Nii Takuro, Yoshikawa Hideto, Okabe Taichi, Tachibana Isao
Department of Medicine, Nissay Hospital, Nippon Life Saiseikai Public Interest Incorporated Foundation, Osaka, Japan.
BMJ Case Rep. 2014 Nov 24;2014:bcr2014206569. doi: 10.1136/bcr-2014-206569.
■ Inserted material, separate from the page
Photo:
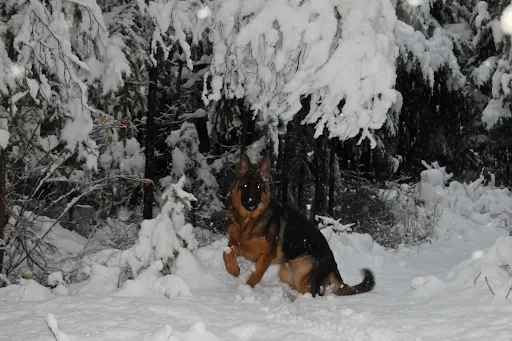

A 28-year-old woman presenting with fever was referred to our hospital and diagnosed as septic pulmonary embolism secondary to tricuspid valve endocarditis. Although antibiotic therapy was initiated, she further showed multiple complications including Janeway lesions and cerebral infarctions, suggestive of septic systemic embolism. Transoesophageal echocardiography detected a right-to-left shunt through a patent foramen ovale (PFO). The patient was successfully treated with surgical tricuspid valvuloplasty and PFO closure. Paradoxical systemic embolism may occur in patients with septic pulmonary embolism through the PFO.
一名28岁发热女性被转诊至我院,诊断为继发于三尖瓣心内膜炎的感染性肺栓塞。尽管开始了抗生素治疗,但她进一步出现了包括詹韦损害和脑梗死在内的多种并发症,提示感染性全身栓塞。经食管超声心动图检测到通过卵圆孔未闭(PFO)的右向左分流。该患者通过手术三尖瓣成形术和PFO封堵术成功治愈。感染性肺栓塞患者可能通过PFO发生反常性全身栓塞。